Data is Evidence

There’s much to learn from the numbers.

We need data to answer the question, “How many minority persons are affected by a disease or condition and why?” These numbers are needed to unmask public health problems affecting minorities and poor Americans in order to figure out how best to address them.

Past data reports, while useful, did not have the ability to document health disparities. The 1985 Report of the Secretary’s Task Force on Black and Minority Health made it clear that disparities in the burden of illness and death experienced by minority groups were not related to racial inferiority, but to social and economic conditions. Even now, data are not available for all minority groups or for all diseases and conditions that influence health.

Data provide the evidence we need to develop tools to address minority health issues.  Improving the way we collect data and asking the right questions are essential to achieving health equity for all Americans.

“Mortality of Negroes in Four Southern Cities for Specific Disease” chart from Some Efforts of American Negroes for Their Own Social Betterment. Report of an Investigation under the Direction of Atlanta University; Together with the Proceedings of the Third Conference for the Study of the Negro Problems, held at Atlanta University, May 25-26, 1898. Edited by W.E.B. Du Bois.Courtesy of the Georgia Historical Society
“Mortality of Negroes in Four Southern Cities for Specific Disease” chart from Some Efforts of American Negroes for Their Own Social Betterment. Report of an Investigation under the Direction of Atlanta University; Together with the Proceedings of the Third Conference for the Study of the Negro Problems, held at Atlanta University, May 25-26, 1898. Edited by W.E.B. Du Bois.Courtesy of the Georgia Historical Society

It’s hard to tell the story without the facts.

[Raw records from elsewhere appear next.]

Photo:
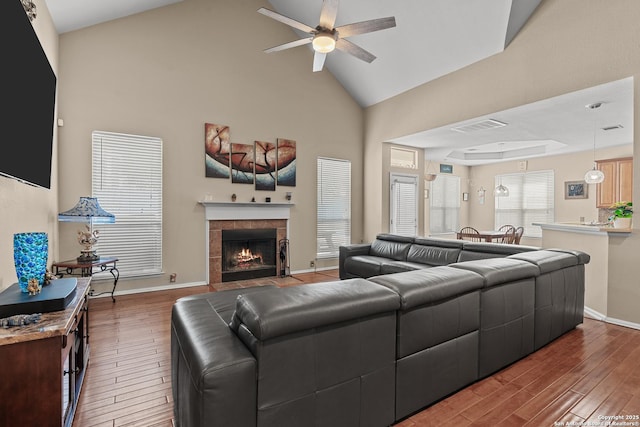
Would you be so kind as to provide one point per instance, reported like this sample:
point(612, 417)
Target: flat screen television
point(28, 93)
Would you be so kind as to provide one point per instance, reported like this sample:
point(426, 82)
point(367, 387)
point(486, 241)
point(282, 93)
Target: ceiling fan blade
point(328, 13)
point(289, 45)
point(366, 26)
point(286, 20)
point(355, 50)
point(318, 61)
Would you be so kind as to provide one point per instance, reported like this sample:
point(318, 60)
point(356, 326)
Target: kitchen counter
point(577, 227)
point(596, 241)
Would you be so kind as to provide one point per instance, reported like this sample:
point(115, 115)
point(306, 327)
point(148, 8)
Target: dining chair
point(469, 233)
point(509, 235)
point(518, 235)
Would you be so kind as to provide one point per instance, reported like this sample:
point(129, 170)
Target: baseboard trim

Although information has been collected on health for a long time, gaps in data can frustrate our attempts to focus on communities at greatest risk for poor health. Examples of what is missing include information on racial/ethnic characteristics of communities, since much of the health data collected historically had information classified as only white and non-white.

It wasn’t until the 1970 Census that respondents were able to provide their own race or ethnicity – before that year race/ethnicity was decided by the data collector. This information is needed to monitor equal access to housing, education, employment, and other areas, for populations that have experienced discrimination and differential treatment because of their race or ethnicity.

For most health conditions, no national information is available for Asian Americans, Pacific Islanders, Native Hawaiians or Hispanics/ Latinos. That has made it more difficult to determine changes, positive and negative, that have occurred over time among these groups. The Office of Management and Budget, which sets the standards for federal data, set out five minimum categories in 1997 for race – American Indian or Alaska Native, Asian, Black or African American, Native Hawaiian or Other Pacific Islander, and White – and two categories for ethnicity: Hispanic or Latino and Not Hispanic or Latino.